International Medienpolitik

Im medienpolitik.net-Interview mit Helmut Hartung spricht Prof. Christoph Fiedler, Geschäftsführer Europa- und Medienpolitik beim Medienverband der freien Presse, darüber, welchen Einfluss nationale und europäische Gesetzgebungen auf die Arbeit des MVFP haben und welche großen Themen sich dadurch unter anderem für die medienpolitische Agenda herausstellen.

www.medienpolitik.net (Screenshot vom 23.01.2023)

medienpolitik.net: Herr Fiedler, mit welchen medienpolitischen Themen wird sich Ihr Verband 2023 vor allem beschäftigen? Welchen Einfluss hat die EU-Gesetzgebung auf die Arbeit Ihres Verbandes?
Prof.

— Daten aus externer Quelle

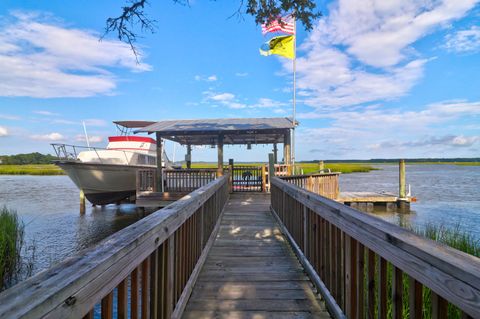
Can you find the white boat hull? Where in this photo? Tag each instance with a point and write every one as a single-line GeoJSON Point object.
{"type": "Point", "coordinates": [103, 183]}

Dr. Christoph Fiedler | Das Ausmaß, in dem Politik die Existenzbedingungen privater Zeitschriftenmedien mitbestimmt, nimmt zu. Für 2023 stehen wenigstens vier Themen weiterhin oben auf der – längeren – Agenda: Presseförderung, sogenanntes EU-Medienfreiheitsgesetz, Datenschutzrecht und der faire Pressevertrieb auf digitalen Monopolplattformen. Dabei steigt die Bedeutung der Brüsseler Politik im Zuge der fortlaufenden Machtausdehnung der EU. Selbst die Presseförderung hat eine europapolitische Komponente, da sie von der Kommission gebilligt werden muss. Die Regulierung der Digitalmonopole durch die EU-Kommission auf der Grundlage des Digital Markets Act (DMA) und durch das Kartellamt auf der Grundlage des GWB ist sowohl ein nationales als auch ein europäisches Thema. Gleiches gilt für den Datenschutz mit dem Entwurf einer Einwilligungsverwaltungsverordnung auf der Grundlage des TTDSG und der in Brüssel weiter verhandelten E-Privacy-Verordnung. In beiden Fällen bleibt allerdings der nationalen Regulierung nur, was das vorrangige EU-Recht übriglässt. Schließlich soll das als Medienfreiheitsgesetz titulierte Vorhaben der EU-Kommission insbesondere auch die gedruckte Presse erstmals europäischer Regulierung unterwerfen und dementsprechend bislang nationale Gesetzgebungskompetenz verdrängen.

 

1. Ordnungspolitisch unbedenkliche Förderung von Zeitschriften und Zeitungen
Notgedrungen wird eine ordnungspolitisch unbedenkliche Förderung von Zeitschriften und Zeitungen auch 2023 ein herausragend wichtiges Thema sein. Die Ampel-Koalition hat sich aus sehr gutem Grund dazu verpflichtet, die „flächendeckende Versorgung mit periodischen Presseerzeugnissen zu gewährleisten“. Diese Gewährleistung erfasst Zeitschriften und Zeitungen gleichermaßen. Sie ist einschlägig, wenn Zeitungen in bestimmten Gebieten nicht mehr wirtschaftlich zugestellt werden können. Sie ist ebenso einschlägig, wenn Zeitschriften ihr Erscheinen einstellen müssen und dann nirgendwo mehr zugestellt werden, weder auf dem Land noch in der Stadt.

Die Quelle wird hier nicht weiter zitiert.